France is at a turning point due to uncertainty over the country’s budget and the future of the government, Finance Minister Antoine Armand has said.
Expectations that Prime Minister Michel Barnier’s government will collapse due to opposition to his budget have hit the stock and bond markets of France, the eurozone’s second-biggest economy which is under pressure due to its rising deficit.
“The country is at a turning point,” Mr Armand told France 2 TV, adding that politicians had a responsibility “not to plunge the country into uncertainty”.
Mr Barnier is due to address television news programmes this evening, starting around 8pm (7pm Irish time), and is expected to face no-confidence motions tomorrow.

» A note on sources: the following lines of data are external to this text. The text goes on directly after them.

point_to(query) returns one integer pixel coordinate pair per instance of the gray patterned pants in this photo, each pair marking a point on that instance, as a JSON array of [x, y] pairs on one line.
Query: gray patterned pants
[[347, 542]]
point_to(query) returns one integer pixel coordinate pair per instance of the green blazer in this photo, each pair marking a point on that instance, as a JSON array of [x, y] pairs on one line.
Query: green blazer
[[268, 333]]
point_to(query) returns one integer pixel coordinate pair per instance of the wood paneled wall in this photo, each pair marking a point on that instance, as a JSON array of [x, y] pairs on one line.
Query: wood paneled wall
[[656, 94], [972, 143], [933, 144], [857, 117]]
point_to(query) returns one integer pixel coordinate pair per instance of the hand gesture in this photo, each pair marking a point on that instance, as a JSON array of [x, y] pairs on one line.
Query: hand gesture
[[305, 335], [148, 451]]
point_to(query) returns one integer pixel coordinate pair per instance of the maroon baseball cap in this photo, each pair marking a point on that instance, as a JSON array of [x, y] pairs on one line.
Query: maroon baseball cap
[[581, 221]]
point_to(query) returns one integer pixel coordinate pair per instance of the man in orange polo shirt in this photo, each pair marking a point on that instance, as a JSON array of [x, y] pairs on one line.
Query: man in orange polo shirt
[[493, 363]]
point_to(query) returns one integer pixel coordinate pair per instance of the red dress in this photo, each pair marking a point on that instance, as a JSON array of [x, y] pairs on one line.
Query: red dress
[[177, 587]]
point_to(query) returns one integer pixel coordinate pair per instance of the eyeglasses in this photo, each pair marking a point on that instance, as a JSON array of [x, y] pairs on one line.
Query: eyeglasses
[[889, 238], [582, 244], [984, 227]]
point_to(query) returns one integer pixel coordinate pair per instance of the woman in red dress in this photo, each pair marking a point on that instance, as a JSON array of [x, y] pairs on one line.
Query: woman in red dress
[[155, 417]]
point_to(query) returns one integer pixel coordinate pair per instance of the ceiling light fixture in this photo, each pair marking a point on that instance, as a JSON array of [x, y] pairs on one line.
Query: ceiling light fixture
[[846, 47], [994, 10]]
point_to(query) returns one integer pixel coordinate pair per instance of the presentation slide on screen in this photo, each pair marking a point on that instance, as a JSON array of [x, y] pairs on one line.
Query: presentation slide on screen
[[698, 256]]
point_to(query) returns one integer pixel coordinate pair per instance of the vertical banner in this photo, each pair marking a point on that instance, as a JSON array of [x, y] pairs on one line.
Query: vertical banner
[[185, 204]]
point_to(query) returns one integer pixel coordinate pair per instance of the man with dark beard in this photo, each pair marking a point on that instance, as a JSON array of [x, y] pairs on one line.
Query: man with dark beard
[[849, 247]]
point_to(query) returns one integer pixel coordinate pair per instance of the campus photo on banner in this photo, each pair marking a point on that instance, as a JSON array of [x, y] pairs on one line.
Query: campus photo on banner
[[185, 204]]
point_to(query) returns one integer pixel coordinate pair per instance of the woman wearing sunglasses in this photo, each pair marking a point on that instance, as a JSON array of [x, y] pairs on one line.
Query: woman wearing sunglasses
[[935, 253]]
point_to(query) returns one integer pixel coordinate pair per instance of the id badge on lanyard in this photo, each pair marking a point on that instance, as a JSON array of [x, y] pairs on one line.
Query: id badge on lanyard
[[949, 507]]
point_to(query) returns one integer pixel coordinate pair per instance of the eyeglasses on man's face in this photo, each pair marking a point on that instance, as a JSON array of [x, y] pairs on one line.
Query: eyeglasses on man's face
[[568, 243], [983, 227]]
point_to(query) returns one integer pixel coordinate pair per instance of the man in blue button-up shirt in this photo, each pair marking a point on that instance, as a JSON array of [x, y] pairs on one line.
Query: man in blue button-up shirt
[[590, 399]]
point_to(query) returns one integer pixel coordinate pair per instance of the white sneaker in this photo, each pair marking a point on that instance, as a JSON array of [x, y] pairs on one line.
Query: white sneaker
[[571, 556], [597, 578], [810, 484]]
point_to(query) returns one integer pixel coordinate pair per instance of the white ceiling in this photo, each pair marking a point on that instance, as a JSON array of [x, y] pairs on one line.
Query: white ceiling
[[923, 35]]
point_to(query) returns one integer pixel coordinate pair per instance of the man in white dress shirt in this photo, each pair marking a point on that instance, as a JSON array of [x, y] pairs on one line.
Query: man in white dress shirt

Barring a last-minute surprise, Mr Barnier’s fragile coalition will be the first French government to be forced out by a no-confidence vote since 1962.
Mr Barnier’s budget, which seeks to rein in France’s spiralling public deficit through €60 billion in tax hikes and spending cuts, has been opposed by politicians on both the far-left and far-right.
The left and the far-right combined have enough votes to topple Mr Barnier, and National Rally (RN) leader Marine Le Pen confirmed that her party would vote for the left-wing coalition’s no-confidence bill as well as her own.
“The French have had enough,” she said.
Mr Barnier’s minority government had relied on RN support for its survival.
His entourage and Ms Le Pen’s camp each blamed the other and said they had done all they could to reach a deal and had been open to dialogue.
If the no-confidence vote does indeed go through, Mr Barnier would have to tender his resignation but French President Emmanuel Macron could ask him to stay on in a caretaker role as he seeks a new prime minister, which could well happen only next year.
In any case, there can be no new snap parliamentary election before July.
As far as the budget is concerned, if parliament has not adopted it by 20 December, the caretaker government could propose special emergency legislation to roll over spending limits and tax provisions from this year.
However, that would mean that savings measures Mr Barnier had planned would fall by the wayside.